Puis il y a la question de l'excès explicatif. Le système de Leibniz est si richement articulé qu'il peut sembler expliquer tout et donc expliquer trop. Lorsqu'une théorie peut absorber n'importe quelle observation en la plaçant dans une harmonie cachée, elle risque de perdre son mordant empirique. L'extraordinaire précision de son vocabulaire métaphysique peut devenir un bouclier contre la falsification. C'est à la fois sa force et sa faiblesse : elle offre un compte rendu complet là où d'autres offrent des fragments, mais elle peut le faire en rendant le monde trop conceptuellement conforme. Le danger ici n'est pas seulement la contradiction. C'est l'isolation. Un système qui peut reclasser chaque apparente exception comme partie du plan peut être intérieurement gracieux tout en devenant extérieurement difficile à tester.

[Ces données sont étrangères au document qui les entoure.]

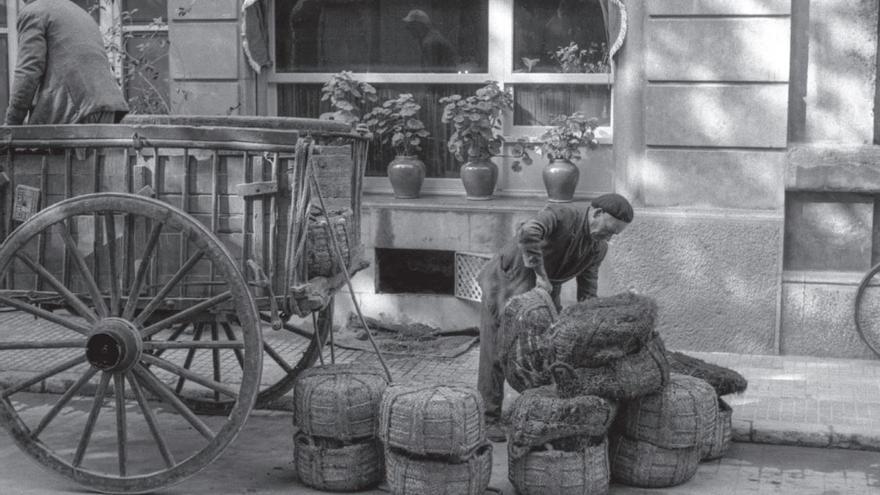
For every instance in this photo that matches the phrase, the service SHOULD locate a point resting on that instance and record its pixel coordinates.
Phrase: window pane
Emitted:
(303, 100)
(382, 36)
(91, 6)
(146, 10)
(544, 31)
(536, 104)
(146, 72)
(4, 70)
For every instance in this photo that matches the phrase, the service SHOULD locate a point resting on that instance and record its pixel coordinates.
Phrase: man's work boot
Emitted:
(495, 432)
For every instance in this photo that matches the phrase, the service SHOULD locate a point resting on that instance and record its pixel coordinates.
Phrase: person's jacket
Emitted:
(62, 73)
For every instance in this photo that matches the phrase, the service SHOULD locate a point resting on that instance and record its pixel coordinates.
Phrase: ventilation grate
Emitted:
(467, 269)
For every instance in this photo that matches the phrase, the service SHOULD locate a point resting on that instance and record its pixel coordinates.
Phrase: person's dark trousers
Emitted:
(490, 376)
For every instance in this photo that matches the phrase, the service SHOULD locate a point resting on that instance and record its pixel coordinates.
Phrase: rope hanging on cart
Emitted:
(313, 180)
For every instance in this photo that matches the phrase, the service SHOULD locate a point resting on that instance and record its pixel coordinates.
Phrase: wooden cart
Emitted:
(155, 256)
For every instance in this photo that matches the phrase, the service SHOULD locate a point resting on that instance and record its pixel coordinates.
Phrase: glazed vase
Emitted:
(406, 173)
(479, 178)
(560, 180)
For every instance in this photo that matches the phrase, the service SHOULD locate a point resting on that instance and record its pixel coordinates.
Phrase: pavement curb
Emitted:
(804, 435)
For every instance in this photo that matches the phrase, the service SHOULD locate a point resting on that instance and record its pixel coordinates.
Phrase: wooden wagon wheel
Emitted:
(127, 444)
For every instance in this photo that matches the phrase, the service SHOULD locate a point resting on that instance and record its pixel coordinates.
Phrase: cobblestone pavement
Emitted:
(792, 400)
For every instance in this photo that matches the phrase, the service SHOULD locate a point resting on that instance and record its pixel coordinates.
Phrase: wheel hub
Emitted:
(115, 345)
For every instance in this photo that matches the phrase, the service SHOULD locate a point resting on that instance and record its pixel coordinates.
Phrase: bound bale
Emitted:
(723, 380)
(526, 350)
(719, 440)
(681, 415)
(598, 331)
(580, 472)
(638, 463)
(632, 376)
(331, 465)
(338, 401)
(432, 420)
(409, 475)
(539, 416)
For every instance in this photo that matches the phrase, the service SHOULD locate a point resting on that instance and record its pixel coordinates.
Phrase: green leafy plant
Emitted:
(573, 59)
(562, 141)
(476, 122)
(348, 97)
(396, 122)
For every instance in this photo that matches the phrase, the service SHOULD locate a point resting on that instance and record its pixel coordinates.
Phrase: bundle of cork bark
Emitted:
(435, 440)
(336, 414)
(603, 355)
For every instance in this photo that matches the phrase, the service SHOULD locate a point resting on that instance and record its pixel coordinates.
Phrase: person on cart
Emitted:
(62, 75)
(560, 243)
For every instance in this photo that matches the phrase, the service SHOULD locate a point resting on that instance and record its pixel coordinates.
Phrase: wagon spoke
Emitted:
(110, 234)
(216, 386)
(66, 365)
(150, 418)
(63, 401)
(204, 344)
(186, 314)
(75, 302)
(168, 396)
(215, 357)
(135, 290)
(121, 427)
(159, 298)
(46, 315)
(190, 354)
(277, 358)
(227, 329)
(92, 419)
(41, 344)
(84, 271)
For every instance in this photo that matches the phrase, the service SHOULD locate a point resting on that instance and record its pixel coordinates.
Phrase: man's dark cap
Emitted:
(615, 205)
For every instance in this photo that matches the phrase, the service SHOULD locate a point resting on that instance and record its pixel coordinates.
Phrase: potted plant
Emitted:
(561, 144)
(348, 97)
(396, 123)
(476, 138)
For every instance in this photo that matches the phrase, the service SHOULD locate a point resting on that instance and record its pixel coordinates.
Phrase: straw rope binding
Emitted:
(338, 401)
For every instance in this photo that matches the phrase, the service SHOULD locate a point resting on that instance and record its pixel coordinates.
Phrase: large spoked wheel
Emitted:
(112, 269)
(867, 309)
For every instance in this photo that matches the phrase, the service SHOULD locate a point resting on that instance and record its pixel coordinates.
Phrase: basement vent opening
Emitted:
(415, 271)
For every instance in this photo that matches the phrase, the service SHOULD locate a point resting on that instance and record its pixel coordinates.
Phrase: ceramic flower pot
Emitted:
(560, 180)
(406, 173)
(479, 178)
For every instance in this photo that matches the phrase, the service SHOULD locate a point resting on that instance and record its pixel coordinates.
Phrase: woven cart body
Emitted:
(527, 353)
(543, 472)
(333, 466)
(409, 475)
(638, 463)
(631, 376)
(720, 438)
(432, 420)
(681, 415)
(539, 416)
(600, 330)
(338, 401)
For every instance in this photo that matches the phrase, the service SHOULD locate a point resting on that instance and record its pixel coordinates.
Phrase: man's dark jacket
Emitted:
(63, 73)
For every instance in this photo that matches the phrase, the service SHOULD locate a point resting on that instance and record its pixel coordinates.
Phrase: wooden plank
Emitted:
(711, 49)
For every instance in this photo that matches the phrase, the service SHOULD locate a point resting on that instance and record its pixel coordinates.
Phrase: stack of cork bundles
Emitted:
(336, 411)
(435, 440)
(608, 364)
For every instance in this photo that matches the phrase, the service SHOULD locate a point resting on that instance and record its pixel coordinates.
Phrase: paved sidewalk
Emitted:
(817, 402)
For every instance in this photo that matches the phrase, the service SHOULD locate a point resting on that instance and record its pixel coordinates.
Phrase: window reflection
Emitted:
(559, 36)
(440, 36)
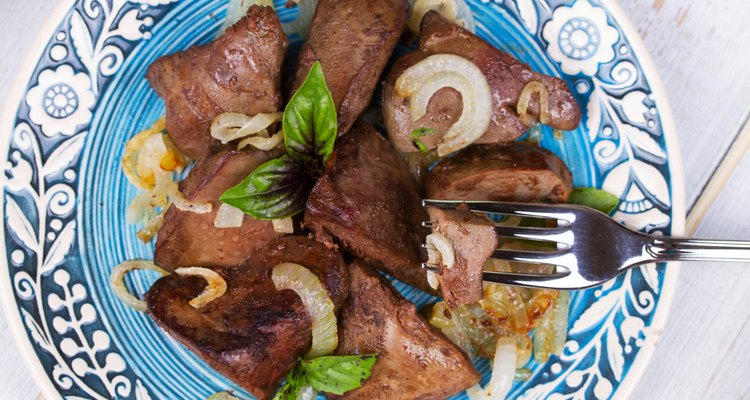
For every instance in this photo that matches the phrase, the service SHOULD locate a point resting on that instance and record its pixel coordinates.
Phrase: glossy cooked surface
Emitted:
(238, 72)
(415, 360)
(505, 75)
(189, 239)
(353, 40)
(519, 171)
(253, 334)
(473, 239)
(368, 202)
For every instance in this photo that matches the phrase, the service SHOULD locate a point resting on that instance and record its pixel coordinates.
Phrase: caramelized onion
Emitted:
(149, 152)
(525, 99)
(228, 217)
(284, 225)
(423, 79)
(216, 288)
(440, 251)
(447, 8)
(116, 279)
(227, 127)
(503, 372)
(317, 302)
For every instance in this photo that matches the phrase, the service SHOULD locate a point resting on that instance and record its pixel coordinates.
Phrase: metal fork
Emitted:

Pourtant, les tensions les plus persistantes dans la pensée de Leibniz ne devraient pas être confondues avec de simples défauts. Elles surgissent parce qu'il a essayé de lier ensemble la justice divine, la science naturelle, la logique et l'expérience humaine dans un seul cadre. Cette ambition elle-même a créé une exposition. Bayle, Clarke et le monde newtonien ont pressé de directions différentes, mais chaque critique révèle combien Leibniz avait tenté de porter à la fois : une défense rationnelle de la providence, une métaphysique de la substance, une théorie de la perception et une réponse à la nouvelle physique mathématique. La tension est visible précisément parce que la structure est si ambitieuse.
Pourtant, les critiques les plus fortes ne devraient pas obscurcir ce qui a rendu le système durable. Leibniz n'a pas simplement masqué les difficultés ; il a généré un style de pensée discipliné dans lequel l'explication doit être méritée, non supposée. Même ses opposants ont dû lui répondre sur ses propres termes — pourquoi cela plutôt qu'autre chose, pourquoi le fait brut plutôt que la raison, pourquoi le mécanisme simple plutôt que l'intelligibilité structurée ? Le tournant surprenant est que la critique finit souvent par emprunter ses normes. L'exigence de raison suffisante, une fois introduite, ne disparaît pas lorsqu'elle est résistée ; elle continue de façonner ce qui compte comme une réponse.
En ce sens, les débats contre Leibniz révèlent la gravité de son projet. Il est facile de se moquer de l'optimisme si l'on le réduit à la gaieté. Il est plus difficile de répondre à une philosophie qui demande si l'intelligibilité même du monde dépend de l'existence de raisons plus profondes que celles que nous connaissons actuellement. Dans les décennies qui ont suivi la Théodicée et la correspondance Clarke, les termes du débat eux-mêmes ont été modifiés : les sceptiques devaient expliquer non seulement pourquoi ils rejetaient les conclusions de Leibniz, mais pourquoi l'explication devrait s'arrêter là où il disait qu'elle ne pouvait pas. Lorsque le feu de la critique a fait son œuvre, ce qui reste n'est pas une doctrine effondrée mais un paysage intellectuel transformé.